I have 2 ranges that overlap at 1E-11. 1E-11 and lower and 1E-11 and higher The output would be 1E-11 is either x or it is y. Programmatically i would solve it like this:
(X_MIN would be 1E-11 and X_MAX 1E-8)
(Y_MAX would be 1E-11 and Y_MIN 1E-13)
(lengthOfRange <= X_MIN) && (lengthOfRange >= Y_MAX) ?
cout << "This value entered indicates that it is x\n" :
cout << "It is y";
Expressed this way if i input IE-11 it shows me "This value entered indicates ..." but will never show me it is y (understandably - overlap!)
The other way around would be expressing it this way:
(lengthOfRange <= X_MIN) && (lengthOfRange != Y_MAX) ?
cout << "This value entered indicates that it is x\n" :
cout << "It is y";
The output would always be "... It is y ..." (Same difference - overlap!) There is no other determining factor that would tell range is x or y coming in to play there as of right now.
...
if (lengthOfRange <= X_MIN) && (lengthOfRange == Y_MAX)
{
cout << "The input indicates that it could be either x or y\n";
}
...
Even if i were to solve the problem in a way such as defining the range with different values, would in the end lead to the very same problem.
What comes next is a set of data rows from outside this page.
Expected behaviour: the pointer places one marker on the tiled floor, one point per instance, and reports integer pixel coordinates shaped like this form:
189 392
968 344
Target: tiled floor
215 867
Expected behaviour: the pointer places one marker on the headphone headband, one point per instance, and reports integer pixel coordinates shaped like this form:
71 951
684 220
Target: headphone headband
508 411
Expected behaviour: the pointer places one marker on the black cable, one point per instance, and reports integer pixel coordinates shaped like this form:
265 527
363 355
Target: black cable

I COULD define MIN and MAX as constants in lengthOfFrequency, which is totally different, bit then i would have to say: lengthOfFrequency = 1E-11; and voila same problem once again. 1 input 2 ranges that are technically different, getting the same one and only correct value in E-notation.
Is there a way around this without involving to simply say input is either x || y? Which it is technically of course, and if it were to be solved physically there are ways of telling it apart that 1E-11 is not 1E-11 though it is. (I hope i make sense here). But, again, ... is there such way, and how would i go about writing it? (Not asking for code specifically though it would be highly welcome, just a pointer in the right direction.) Or should i rather go with saying input is either x || y?
Thanks in advance for any answer!
**Minimum Complete Code:**
#include <iostream>
using std::cout;
using std::cin;
int main()
{
/* Constants for ranges, min and max */
const double X_RAYS_MIN = 1E-13,
X_RAYS_MAX = 1E-11,
Y_RAYS_MIN = 1E-11,
Y_RAYS_MAX = 1E-8,
Z_RAYS_MIN = 1E-7,
Z_RAYS_MAX = 3.8E-7;
double lengthOfRange;
/* Test output and validation */
cout << "Enter value in scientifc notation: ";
cin >> lengthOfRange;
/* X_RAYS_MIN < is 1E-14, 1E-15, 1E-16 etc. > 1E-12, 1E-11 etc.. */
if (lengthOfRange >= X_RAYS_MIN && lengthOfRange <= X_RAYS_MAX)
{
cout << "X_RAYS\n";
}
else if (lengthOfRange >= Y_RAYS_MIN && lengthOfRange <= Y_RAYS_MAX)
{
cout << "Y_RAYS\n";
}
system("pause");
return 0;
}
Output is: 1E-10 is Y_RAYS, 1E-9 is Y_RAYS, 1E-11 X_RAYS, 1E-12 X_RAYS
Somehow i found the solution for my problem myself without going any roundabout ways ... By hovering over the 1E-13:
X_RAYS_MIN = 1E-13
VS showed me 1.(numberofzeros)3E-13, and guess what ... if instead the input for 1E-11 is 2E-11, the output for X_RAYS becomes Y_RAYS ... so the problem "magically" solved itself ... lucky me i guess ... :)